The film's verisimilitude is so powerful at times I really did drift into thinking that I was watching a documentary. There's a lot of money up on the screen: cargo vessels, beat-up pirate skiffs, ports, open ocean, Navy warships. Even so it was the performances and the pacing that kept my eyes glued to the screen. I found every last character so well played and gripping, right down to the medic who appears toward the end, that I wondered if Director Paul Greenglass had not hired real corpsmen, or real pirates.
Sound is used masterfully. Loud, pulsing music suddenly stops at key moments. Yeah, it's an old trick, but it works especially well here.
This is the kind of film I am grateful to have seen in a theater, and I am eager to recommend to friends. Even though action-adventure is not my genre, I'd re-watch this film, and that is high praise.
This film is so consistently excellent that one must ask why it doesn't raise to the level of a ten-out-of-ten star film. "Captain Phillips" touches on some of the biggest issues of our times: the collision between the First World and the Third World, poverty in Africa, jihad. "Captain Phillips" assiduously avoids addressing any of these issues.
From this film, viewers would never know that the millions of dollars in ship ransom that pirates claim goes to al-Shabaab, the terrorist group that attacked a mall in Kenya. Muse (Barkhad Abdi) offers rationalizations for piracy: Western nations stole Somalia's fish, and piracy is the "tax" for that. Pirates made millions of dollars through piracy. Those millions were not pocketed by the pirates themselves, who work for others. No reference is made to Somalis, in 1993, dragging an American soldier through Mogadishu's streets. Americans were attempting to help Somalis after a famine.
Phillips does mention that his ship, waylaid by pirates, was carrying food aid for hungry Africans.
None of this is gone into in any detail in the script, and it could have been.
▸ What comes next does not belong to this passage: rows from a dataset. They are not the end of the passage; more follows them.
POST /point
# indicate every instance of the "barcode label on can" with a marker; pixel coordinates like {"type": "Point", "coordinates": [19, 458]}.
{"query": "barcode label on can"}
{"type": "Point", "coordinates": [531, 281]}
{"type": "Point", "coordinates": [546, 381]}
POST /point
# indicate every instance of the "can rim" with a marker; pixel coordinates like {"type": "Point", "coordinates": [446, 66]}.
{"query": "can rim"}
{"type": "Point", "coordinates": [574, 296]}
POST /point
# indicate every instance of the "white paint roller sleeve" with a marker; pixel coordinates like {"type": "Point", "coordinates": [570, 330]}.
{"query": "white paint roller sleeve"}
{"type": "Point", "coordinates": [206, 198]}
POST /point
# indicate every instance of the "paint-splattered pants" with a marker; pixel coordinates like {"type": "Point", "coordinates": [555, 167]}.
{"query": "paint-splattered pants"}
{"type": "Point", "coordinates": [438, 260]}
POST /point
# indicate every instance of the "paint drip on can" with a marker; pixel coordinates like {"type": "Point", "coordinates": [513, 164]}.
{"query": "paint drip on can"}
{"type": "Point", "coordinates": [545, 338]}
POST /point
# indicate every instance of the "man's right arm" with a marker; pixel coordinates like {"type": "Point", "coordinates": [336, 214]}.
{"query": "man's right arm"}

Rather, the First World - Third World clash, and the clash of civilizations and religions is communicated solely through images, and, in the absence of a complex script, the images speak very loudly.
Somalia is depicted as a dusty, dry, hellhole. Somalis are depicted as chaotic, unproductive, violent, angry, greedy, and lawless. Somalis are dressed in discarded Western clothing and plastic sandals, or simply barefoot. They live in huts. They only things they possess that give them any power is the guns that they got from Westerners. Somalis hold life cheaply and are ready to kill and die.
Americans are depicted as orderly, disciplined, skilled, courageous, and productive. Americans devote massive amounts of money to saving one life.
When the Somali pirates manage to get their ladder against the Maersk Alabama, the image suggests the pirates as invasive parasites attempting to assault a larger, more successful organism. Whereas the Westerners have built a civilization that creates ships and commerce, the Somalis have created only violence, chaos and greed. They must take guns that they themselves can't manufacture and invade more productive peoples in order to survive. It's an ugly picture, and I can completely understand if Somalis are enraged by this film.
Andrew O'Hehir, Salon's film critic, apparently was enraged by the film, and he lambasted it. It was distressing to O'Hehir to watch "corn-fed, gym-toned" Americans struggle against "malnourished" Africans. That the thin Africans were holding guns to the heads of the Americans did not disturb him. O'Hehir calls the film "unpleasant and uncomfortable." He hated watching American military rescue an American hostage. What a sick dude, you want to say. But his view is all too common.
I greatly enjoyed this movie. It could have been an all-time classic if the script had offered some insight into the issues the images depicted.